JavaScript and Node.js

This uses the official SerpApi JavaScript library to search for "Seattle" images, in the US region with black and white colors, and prints each result:

import { getJson } from 'serpapi';

const search = await getJson({
    engine: "bing_images",
    q: "seattle",
    mkt: "en-us",
    color2: "bw",
    api_key: YOUR_KEY_GOES_HERE
});

for (const item in search?.images_results) {
    console.log(search.images_results[item]);
}

This searches for "Atlanta" in the US region, and only prints the highest-resolution image result, by iterating over the size value for each image:

import { getJson } from 'serpapi';

const search = await getJson({
    engine: "bing_images",
    q: "atlanta",
    mkt: "en-us",
    api_key: YOUR_KEY_GOES_HERE
});

let highestRes;

for (const item in search?.images_results) {
    if (!highestRes) {
        // Create a starting point
        highestRes = search.images_results[item];
    } else if ("size" in search.images_results[item]) {
        // Get individual width and height from "size" string
        const [this_w, this_h] = search.images_results[item].size.split(/[×x*]/).map(Number);
        const [highest_w, highest_h] = highestRes.size.split(/[×x*]/).map(Number);
        // Replace the comparison point if this item is cheaper
        if ((this_w * this_h) > (highest_w * highest_h)) {
            highestRes = search.images_results[item];
        }
    }
}

console.log(highestRes);

cURL

Here's how you can search for "California" images with the Bing Images API in a cURL request:

curl --get https://serpapi.com/search \
 -d api_key="YOUR_KEY_GOES_HERE" \
 -d engine="bing_images" \
 -d q="california" \
 -d mkt="en-us"

Other languages and no-code solutions

You can still use the API directly with GET requests, even if there isn't an official SerpApi integration for your preferred environment or language.
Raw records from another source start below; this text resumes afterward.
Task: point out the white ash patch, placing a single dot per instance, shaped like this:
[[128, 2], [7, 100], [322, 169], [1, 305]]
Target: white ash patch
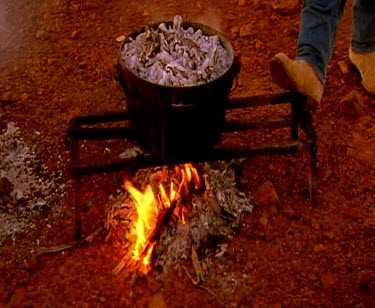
[[174, 56], [27, 188], [217, 212], [214, 214]]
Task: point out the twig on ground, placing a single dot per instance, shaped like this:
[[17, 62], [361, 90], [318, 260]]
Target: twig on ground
[[42, 250]]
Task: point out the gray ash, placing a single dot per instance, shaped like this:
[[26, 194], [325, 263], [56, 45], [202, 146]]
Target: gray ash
[[174, 56]]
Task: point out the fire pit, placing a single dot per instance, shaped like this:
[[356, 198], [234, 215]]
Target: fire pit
[[183, 124], [176, 97]]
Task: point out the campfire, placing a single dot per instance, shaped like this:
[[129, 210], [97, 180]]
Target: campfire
[[176, 212], [176, 115]]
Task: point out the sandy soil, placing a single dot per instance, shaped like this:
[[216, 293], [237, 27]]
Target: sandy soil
[[57, 61]]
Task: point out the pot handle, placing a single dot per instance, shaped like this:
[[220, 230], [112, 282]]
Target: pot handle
[[117, 76], [236, 71]]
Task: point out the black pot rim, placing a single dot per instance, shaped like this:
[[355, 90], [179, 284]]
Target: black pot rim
[[207, 30]]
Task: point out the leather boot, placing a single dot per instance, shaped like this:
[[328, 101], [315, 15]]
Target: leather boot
[[365, 63], [297, 76]]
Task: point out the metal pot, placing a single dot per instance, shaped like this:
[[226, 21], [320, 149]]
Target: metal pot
[[171, 122]]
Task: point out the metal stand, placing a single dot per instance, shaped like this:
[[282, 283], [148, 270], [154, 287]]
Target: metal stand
[[298, 118]]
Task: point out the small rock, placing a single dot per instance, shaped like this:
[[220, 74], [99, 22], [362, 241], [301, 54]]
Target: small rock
[[102, 299], [288, 210], [367, 278], [285, 7], [264, 220], [23, 278], [274, 210], [119, 39], [42, 35], [30, 263], [329, 280], [246, 30], [319, 248], [153, 284], [9, 97], [75, 34], [6, 186], [18, 297], [315, 223], [348, 105], [234, 31], [51, 61], [343, 67], [265, 194], [4, 297], [157, 301], [8, 241], [352, 213]]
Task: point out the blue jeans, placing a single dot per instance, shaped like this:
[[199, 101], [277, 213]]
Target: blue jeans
[[319, 21]]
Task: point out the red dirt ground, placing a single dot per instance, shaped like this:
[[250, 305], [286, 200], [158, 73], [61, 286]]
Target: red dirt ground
[[57, 61]]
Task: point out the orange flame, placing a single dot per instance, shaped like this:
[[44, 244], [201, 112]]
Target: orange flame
[[148, 208]]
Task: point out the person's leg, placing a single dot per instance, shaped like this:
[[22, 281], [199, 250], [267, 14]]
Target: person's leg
[[319, 21], [362, 49], [363, 28]]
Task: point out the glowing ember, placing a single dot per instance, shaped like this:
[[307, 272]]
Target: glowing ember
[[150, 208]]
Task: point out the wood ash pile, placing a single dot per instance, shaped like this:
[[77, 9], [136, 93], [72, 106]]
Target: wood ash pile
[[174, 56], [27, 187]]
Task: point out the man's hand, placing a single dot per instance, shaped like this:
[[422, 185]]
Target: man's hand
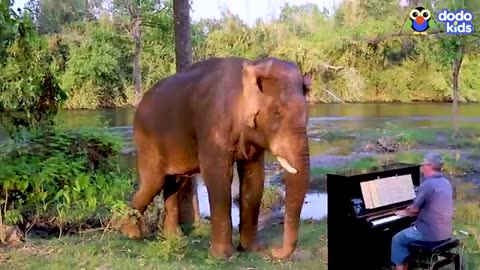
[[402, 213], [407, 212]]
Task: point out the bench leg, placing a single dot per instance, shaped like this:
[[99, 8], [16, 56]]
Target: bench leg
[[457, 262]]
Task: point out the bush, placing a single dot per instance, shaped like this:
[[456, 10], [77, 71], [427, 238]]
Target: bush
[[62, 179]]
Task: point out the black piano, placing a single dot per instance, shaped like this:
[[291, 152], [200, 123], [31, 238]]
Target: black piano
[[361, 214]]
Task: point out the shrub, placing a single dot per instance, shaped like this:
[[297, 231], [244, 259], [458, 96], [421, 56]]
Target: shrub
[[62, 179]]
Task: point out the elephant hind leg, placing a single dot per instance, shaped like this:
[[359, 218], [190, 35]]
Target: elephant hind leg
[[252, 176], [152, 179], [171, 195]]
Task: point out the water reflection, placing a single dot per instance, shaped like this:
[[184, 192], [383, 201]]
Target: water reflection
[[348, 116]]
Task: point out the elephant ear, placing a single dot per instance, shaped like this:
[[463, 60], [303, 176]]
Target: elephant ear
[[252, 73], [307, 84]]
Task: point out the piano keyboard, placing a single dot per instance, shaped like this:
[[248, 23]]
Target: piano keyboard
[[386, 219]]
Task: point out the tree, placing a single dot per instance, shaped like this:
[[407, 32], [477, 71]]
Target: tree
[[455, 47], [188, 200]]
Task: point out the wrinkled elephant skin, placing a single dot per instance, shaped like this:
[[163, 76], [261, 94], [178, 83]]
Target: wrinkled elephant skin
[[218, 112]]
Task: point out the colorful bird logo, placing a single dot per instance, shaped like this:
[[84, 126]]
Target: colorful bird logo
[[420, 20]]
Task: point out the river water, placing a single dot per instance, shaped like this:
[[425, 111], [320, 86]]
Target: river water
[[326, 116]]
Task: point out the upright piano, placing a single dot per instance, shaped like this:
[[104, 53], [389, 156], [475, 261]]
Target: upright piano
[[361, 214]]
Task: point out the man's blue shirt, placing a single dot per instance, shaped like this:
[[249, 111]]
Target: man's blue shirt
[[434, 199]]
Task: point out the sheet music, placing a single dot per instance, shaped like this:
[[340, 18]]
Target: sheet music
[[386, 191]]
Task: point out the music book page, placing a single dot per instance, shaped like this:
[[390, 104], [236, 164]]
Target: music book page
[[386, 191]]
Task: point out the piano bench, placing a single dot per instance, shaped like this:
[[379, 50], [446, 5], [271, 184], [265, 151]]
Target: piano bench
[[434, 255]]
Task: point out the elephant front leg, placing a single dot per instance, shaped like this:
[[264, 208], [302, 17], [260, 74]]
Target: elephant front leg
[[217, 171], [252, 176]]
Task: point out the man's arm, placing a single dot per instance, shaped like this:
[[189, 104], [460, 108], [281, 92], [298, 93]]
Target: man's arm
[[418, 203]]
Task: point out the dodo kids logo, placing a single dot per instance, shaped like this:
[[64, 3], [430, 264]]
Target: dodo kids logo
[[456, 23]]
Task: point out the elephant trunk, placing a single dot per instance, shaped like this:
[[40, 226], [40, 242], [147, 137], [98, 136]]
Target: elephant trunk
[[296, 184]]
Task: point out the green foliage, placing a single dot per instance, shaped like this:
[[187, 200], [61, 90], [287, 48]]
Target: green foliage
[[29, 92], [62, 178]]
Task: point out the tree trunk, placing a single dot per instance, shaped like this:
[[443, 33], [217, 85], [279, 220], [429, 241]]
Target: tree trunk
[[137, 77], [457, 64], [183, 35], [188, 199]]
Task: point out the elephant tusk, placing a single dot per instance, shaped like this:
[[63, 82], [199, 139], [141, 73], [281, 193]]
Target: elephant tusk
[[286, 165]]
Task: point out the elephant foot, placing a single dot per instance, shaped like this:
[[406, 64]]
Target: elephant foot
[[281, 253], [170, 232], [220, 251], [257, 246], [132, 230]]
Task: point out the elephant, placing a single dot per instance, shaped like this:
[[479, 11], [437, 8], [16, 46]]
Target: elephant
[[218, 112]]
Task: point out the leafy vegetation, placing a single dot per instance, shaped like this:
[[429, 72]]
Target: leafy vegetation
[[65, 180]]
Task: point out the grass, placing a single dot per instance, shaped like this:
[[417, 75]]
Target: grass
[[97, 250], [467, 219], [112, 251]]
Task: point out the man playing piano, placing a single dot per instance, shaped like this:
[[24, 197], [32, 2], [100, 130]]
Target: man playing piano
[[433, 207]]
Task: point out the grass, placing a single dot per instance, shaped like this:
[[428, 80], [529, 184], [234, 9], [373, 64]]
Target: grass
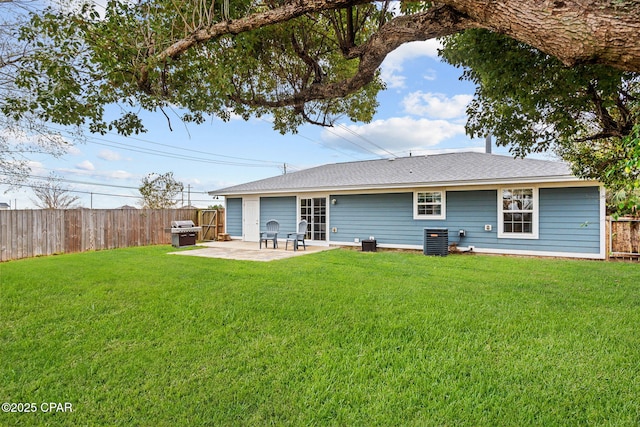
[[137, 337]]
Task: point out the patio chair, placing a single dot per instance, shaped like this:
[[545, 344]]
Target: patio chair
[[270, 234], [298, 236]]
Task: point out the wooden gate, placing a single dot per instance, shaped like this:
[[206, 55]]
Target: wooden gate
[[624, 238], [212, 223]]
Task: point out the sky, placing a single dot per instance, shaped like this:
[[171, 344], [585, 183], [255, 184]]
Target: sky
[[422, 111]]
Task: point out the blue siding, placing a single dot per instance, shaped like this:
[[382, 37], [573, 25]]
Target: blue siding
[[234, 216], [282, 209], [569, 220]]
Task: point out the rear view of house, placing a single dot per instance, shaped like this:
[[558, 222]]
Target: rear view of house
[[487, 203]]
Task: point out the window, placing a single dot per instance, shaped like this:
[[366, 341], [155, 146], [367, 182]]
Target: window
[[429, 205], [518, 215]]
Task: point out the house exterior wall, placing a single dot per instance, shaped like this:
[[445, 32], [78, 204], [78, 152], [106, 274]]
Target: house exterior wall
[[282, 209], [570, 220], [234, 216]]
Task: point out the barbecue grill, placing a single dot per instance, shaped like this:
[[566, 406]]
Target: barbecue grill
[[183, 233]]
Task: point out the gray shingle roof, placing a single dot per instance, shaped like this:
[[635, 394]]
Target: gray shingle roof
[[467, 168]]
SerpApi also works with Make.com, N8N, and other tools.

Conclusion

Bing Images can help you find photos, illustrations, and other visual content from across the web. With the Bing Images API from SerpApi, you can pull all those results into any automation or programming language.

If you're not getting the best results from Bing, SerpApi also provides a Google Images API, Yahoo Images API, and Yandex Images API. You can access them with the same account and search credits as Bing Images, and even run the same search across multiple engines to get more diverse results.